En outre, au sein même des Services juridiques alternatifs existants, de nouvelles thématiques surgissent à côté de vieilles questions qui n’ont pas encore été résolues. Il y a actuellement un état de « suspension » dans le développement des services juridiques alternatifs, dû à diverses raisons telles que des ajustements internes, ou l’obtention de résultats parfois peu satisfaisants. Il manquait surtout un projet éducatif qui permette de donner un suivi aux différentes expériences et reconnaître le droit comme ressource stratégique de changement social.
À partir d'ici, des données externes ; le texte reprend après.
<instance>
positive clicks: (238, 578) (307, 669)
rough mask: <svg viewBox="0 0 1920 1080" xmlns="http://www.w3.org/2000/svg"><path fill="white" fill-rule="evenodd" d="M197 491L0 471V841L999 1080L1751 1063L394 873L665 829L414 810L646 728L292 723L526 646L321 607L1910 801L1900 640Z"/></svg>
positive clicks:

Un dernier aspect significatif de la réalité actuelle est le manque de participation dans la gestion de la ville et la vie politique de la nation. Dès lors, dans le cadre d’une approche alternative du droit, proche du quotidien, l’idée finale du projet est, par un travail pédagogique de sensibilisation, de permettre aux populations de passer d’une attitude passive et légaliste à une attitude active et légitimiste, par le développement massif de processus éducatifs qui enseignent le système juridique actuel et les alternatives juridiques qui peuvent y être apportées, en vue, et ceci est important, d’une réappropriation du droit par les gens concernés.
Objectifs
Il s’agit de faciliter le travail de formation juridique et sociale des Services juridiques alternatifs et de collaborer avec eux pour augmenter leur efficacité par, notamment, la mise en valeur d’une diversité de démarches. En ce sens, l’Ecole constitue également un outil de structuration d’un réseau des Services juridiques alternatifs.
Ainsi est créé un lieu d’échange et de réflexion critique du droit positif, à partir de cas concrets, de la mise à la disposition des bénéficiaires des outils pédagogiques nécessaires à l’élaboration de solutions juridiques alternatives et la promotion d’une plus grande coopération entre les services juridiques alternatifs de la région. Il s’agit également de promouvoir une évaluation des expériences et de leurs impacts, évaluation rarement réalisée au sein des Services juridiques alternatifs latino-américains. Surtout, le principe central est d’apprendre en agissant, en vue de développer chez les responsables communautaires une capacité de proposer des alternatives sociales stratégiquement viables.
Fonctionnement
L’Ecole juridique fonctionne au niveau régional sur la base d’une coordination centrale et d’une exécution locale. Concrètement, la coordination générale est assurée par le directeur de Quercum (Chili), en concertation avec le conseil supérieur de l’Ecole, lui-même constitué sur la base d’un groupe générateur. Celui-ci est composé de cinq personnalités, toutes liées à des activités thématiques, pédagogiques, de réflexion et de théorisation, représentant les principales zones géographiques concernées (Argentine, Brésil, Chili, Colombie, Pérou). Chacun a une responsabilité particulière dans sa région. Au niveau local, la coordination est assurée par différentes équipes, les noyaux générateurs, qui s’appuient au maximum sur les ressources humaines disponibles localement et le travail déjà engagé par les organisations bénéficiaires. Diakonia et Juristes-Solidarités assurent l’accompagnement du processus.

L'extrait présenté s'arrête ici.